Hulpdakdekker en Duncton zijn Maikemeisje achterna gegaan de kapiteinshut in. Hulpdakdekker:’ We moeten naar land, pindakaas inslaan’. Duncton:’ Dan wijken we van de route af’. Hulpdakdekker:’ Wie heeft jou hier president gemaakt’? Duncton:’ Dit onderzoek is echt wel belangrijker dan een tekort aan pindakaas’. Hulpdakdekker en Duncton staan boos tegen over elkaar. Maikemeisje:’ Heren heren, de klant is koning zeggen we altijd bij de AH. Elke klant, dus we gaan gewoon even een dagje naar land en daarna weer verder naar het zuiden’. Duncton:’ Fijn’. Hij sluit zich op in zijn kamer en begint op zijn gitaar te spelen. Hulpdakdekker geeft een draai aan het stuur:’ Op naar euhm…euhm… welk land ligt er in die richting’? Maikemeisje:’ Mozambique’. Hulpdakdekker:’ Mozambique’!

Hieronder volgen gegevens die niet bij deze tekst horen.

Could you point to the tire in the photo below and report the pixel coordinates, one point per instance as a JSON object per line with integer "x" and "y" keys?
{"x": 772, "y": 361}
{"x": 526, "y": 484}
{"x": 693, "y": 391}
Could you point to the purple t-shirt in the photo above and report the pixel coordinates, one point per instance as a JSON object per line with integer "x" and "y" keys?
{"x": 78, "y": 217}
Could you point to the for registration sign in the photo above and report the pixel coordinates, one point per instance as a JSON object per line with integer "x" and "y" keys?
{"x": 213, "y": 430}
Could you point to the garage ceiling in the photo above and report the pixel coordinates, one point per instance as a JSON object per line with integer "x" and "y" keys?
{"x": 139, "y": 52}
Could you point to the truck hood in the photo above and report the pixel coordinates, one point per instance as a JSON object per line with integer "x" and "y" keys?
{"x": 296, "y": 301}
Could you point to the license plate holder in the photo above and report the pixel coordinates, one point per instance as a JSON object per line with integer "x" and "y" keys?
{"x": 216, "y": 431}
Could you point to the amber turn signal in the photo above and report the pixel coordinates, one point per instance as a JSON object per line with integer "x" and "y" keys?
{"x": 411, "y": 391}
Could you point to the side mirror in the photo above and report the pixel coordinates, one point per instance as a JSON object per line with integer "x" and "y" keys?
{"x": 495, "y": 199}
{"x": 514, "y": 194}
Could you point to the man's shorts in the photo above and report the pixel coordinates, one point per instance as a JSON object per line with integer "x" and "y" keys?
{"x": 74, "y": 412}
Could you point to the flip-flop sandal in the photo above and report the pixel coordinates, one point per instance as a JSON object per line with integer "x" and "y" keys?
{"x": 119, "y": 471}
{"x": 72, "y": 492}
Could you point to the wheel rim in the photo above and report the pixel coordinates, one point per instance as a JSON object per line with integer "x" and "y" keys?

Aangekomen op Mozambique stappen Hulpdakdekker, Grasisgroen, Ibung en Maikemeisje uit. ‘Jij past op de boot toch Duncton’ roept Maikemeisje voor de zekerheid’. Duncton roept terug:’ Ja’. Maikemeisje:’ Laten we inkopen gaan doen jongens, hou de tijd goed in de gaten, we hebben niet lang anders gaat meneer de onderzoeker stoom blazen’. Hulpdakdekker:’ Op zoek naar pindakaas’! Ibung:’ En een nieuwe mop’. Voordat Maikemeisje slechts één keer met haar ogen knippert is iedereen verdwenen:’ Jongens, dit is een vreemd land dus wees voorzichtig…en gedraag je’. Hulpdakdekker staat al bij een kraam die voedsel verkoopt:’ Misschien hebben ze hier wel geiten die pindakaas geven’. Ibung is al verdwaald:’ Móóóóóp! Wie heeft er een móóóóp!? Huh waar ben ik’? En Grasisgroen is op een andere geheime missie:’ Op zoek naar de juiste motor voor mijn vliegtuig tralalala’. Hulpdakdekker kan maar geen pindakaas vinden en probeert een geit te melken, wat de eigenaar niet erg op prijs stelt. ‘gamelagamelagamela’. ‘Ja, u heeft ook een leuke hoed’ antwoord Hulpdakdekker. Woest begint de man te schreeuwen:’Gamelagamelagamela’. Hulpdakdekker:’ Oh… is het geen hoed’? Maikemeisje merkt de ophef op en sleurt Hulpdakdekker bij de kraam vandaan:’ Ik zei toch, geen problemen maken’! Hulpdakdekker:’ M-maar..’. ‘Misschien kan ik jullie helpen’? Een vreemde stem die Nederlands spreekt komt achter hun vandaan. ‘Aangenaam, Aapje’. ‘Oh ben jij dat van die film dat apen de wereld over nemen’? vraagt Hulpdakdekker. Aapje:’ …..Nee. Maar wat ik wel ben is een Nederlander, met een voorraad’. Hulpdakdekker springt op:’ P…’. Aapje onderbreekt hem:’ Pindakaas ja’. Hulpdakdekker doet een dansje. Maikemeisje:’ En hoeveel moet dat kosten’? Aapje:’ Het is zeker niet goedkoop, maar ik heb een andere deal. Jullie zijn met een boot toch’? Maikemeisje:’ Dat klopt’. Aapje:’ Ik wil hier weg, mijn vriendje kan me niet goed bereiken hier en ik ben deze plek zat. Dus als jullie mij meenemen op jullie boot, dan krijgen jullie het voedsel erbij’. Hulpdakdekker:’ DEAL’. Maikemeisje:’ Daar moeten we over nadenken’. Aapje:’ Ik heb ook bananen’. Maikemeisje:’ Nou oké dan’.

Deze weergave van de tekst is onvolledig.